Guthrie: Tratado 46,1 (I, 4, 1) — DEFINITIONS OF HAPPINESS.

DEFINITIONS OF HAPPINESS.

1. The (Aristotelian) ideal of living well and happiness are (practically) identical. Should we, on that account, grant even to animals the privilege of achieving happiness? Why might we not say that they live well, if it be granted them, in their lives, to follow the course of nature, without obstacles? For if to live well consist either in pleasure (pleasant passions, as the Epicureans taught), or in realizing one’s own individual aim (the Stoic ideal), then this living well is, in either case, possible for animals, who can both enjoy pleasure, and accomplish their peculiar aim. Thus singing birds live a life desirable for them, if they enjoy pleasure, and sing conformably to their nature. If further we should define happiness as achieving the supreme purpose towards which nature aspires (the Stoic ideal), we should, even in this case, admit that animals share in happiness when they accomplish this supreme purpose. Then nature arouses in them no further desires, because their whole career is completed, and their life is filled from beginning to end.
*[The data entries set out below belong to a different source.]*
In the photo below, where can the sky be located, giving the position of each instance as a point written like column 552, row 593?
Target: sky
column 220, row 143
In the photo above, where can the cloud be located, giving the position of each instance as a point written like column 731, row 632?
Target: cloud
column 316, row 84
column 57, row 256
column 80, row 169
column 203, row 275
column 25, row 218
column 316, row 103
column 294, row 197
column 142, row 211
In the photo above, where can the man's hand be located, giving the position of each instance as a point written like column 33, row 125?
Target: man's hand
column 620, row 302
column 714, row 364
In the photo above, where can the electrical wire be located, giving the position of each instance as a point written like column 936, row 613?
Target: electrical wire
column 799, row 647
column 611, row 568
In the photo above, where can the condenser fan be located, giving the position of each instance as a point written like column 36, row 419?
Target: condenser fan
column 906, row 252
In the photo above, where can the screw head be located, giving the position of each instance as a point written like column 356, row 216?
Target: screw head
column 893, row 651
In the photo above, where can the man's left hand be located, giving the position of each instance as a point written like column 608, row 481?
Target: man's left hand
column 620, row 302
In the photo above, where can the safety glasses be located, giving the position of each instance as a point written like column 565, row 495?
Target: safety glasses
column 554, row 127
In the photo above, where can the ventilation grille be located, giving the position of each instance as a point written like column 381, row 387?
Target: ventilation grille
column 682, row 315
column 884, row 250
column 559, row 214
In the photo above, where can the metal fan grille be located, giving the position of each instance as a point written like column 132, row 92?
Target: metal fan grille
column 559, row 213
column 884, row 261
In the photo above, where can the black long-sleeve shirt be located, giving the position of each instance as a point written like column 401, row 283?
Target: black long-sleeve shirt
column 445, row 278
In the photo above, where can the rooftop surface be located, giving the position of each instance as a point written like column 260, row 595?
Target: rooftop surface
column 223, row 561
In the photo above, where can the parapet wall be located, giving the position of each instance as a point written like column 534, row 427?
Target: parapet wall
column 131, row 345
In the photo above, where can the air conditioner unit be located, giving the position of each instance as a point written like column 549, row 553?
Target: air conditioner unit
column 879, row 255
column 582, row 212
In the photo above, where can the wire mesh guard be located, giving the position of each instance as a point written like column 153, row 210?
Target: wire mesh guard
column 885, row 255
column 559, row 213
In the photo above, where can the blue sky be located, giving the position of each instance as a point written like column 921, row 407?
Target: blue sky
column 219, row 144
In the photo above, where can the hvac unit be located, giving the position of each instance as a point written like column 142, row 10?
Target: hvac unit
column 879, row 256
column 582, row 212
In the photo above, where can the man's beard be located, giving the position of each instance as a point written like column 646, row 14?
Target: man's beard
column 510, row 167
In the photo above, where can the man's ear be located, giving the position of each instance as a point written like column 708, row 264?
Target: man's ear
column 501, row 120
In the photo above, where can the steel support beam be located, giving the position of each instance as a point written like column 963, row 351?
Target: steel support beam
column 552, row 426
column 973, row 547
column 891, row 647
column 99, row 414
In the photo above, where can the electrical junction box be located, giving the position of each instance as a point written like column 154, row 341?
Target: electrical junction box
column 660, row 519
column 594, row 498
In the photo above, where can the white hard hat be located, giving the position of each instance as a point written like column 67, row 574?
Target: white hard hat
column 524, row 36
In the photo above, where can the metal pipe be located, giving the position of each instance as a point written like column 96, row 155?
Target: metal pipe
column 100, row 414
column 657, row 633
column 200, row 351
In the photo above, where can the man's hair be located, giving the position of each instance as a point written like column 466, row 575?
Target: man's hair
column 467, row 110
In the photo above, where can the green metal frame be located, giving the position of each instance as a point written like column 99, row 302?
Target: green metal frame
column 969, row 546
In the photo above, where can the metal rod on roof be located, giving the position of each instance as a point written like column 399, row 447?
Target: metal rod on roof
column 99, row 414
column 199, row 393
WHETHER PLANTS MAY BE TERMED HAPPY.

There are no doubt some who may object to our admitting to happiness living beings other than man. They might even point out that on this basis happiness could not be refused to even the lowest beings, such as plants: for they also live, their life also has a purpose, by which they seek to fulfil their development. However, it would seem rather unreasonable to say, that living beings other than humans cannot possess happiness by this mere reason that to us they seem pitiable. Besides, it would be quite possible to deny to plants what may be predicated of other living beings, on the grounds that plants lack emotion. Some might hold they are capable of happiness, on the strength of their possessing life, for a being that lives can live well or badly; and in this way we could say that they possess or lack well-being, and bear, or do not bear fruits. If (as Aristippus thought), pleasure is the goal of man, and if to live well is constituted by enjoying it, it would be absurd to claim that no living beings other than man could live well. The same argument applies if we define happiness as (a state of imperturbable tranquility, by Epicurus called) ataraxy; or as (of the Stoic ideal) living conformably to nature.

GUTHRIE, K. S. Plotinus: Complete Works: In Chronological Order, Grouped in Four Periods. [single Volume, Unabridged]. [s.l.] CreateSpace Independent Publishing Platform, 2017.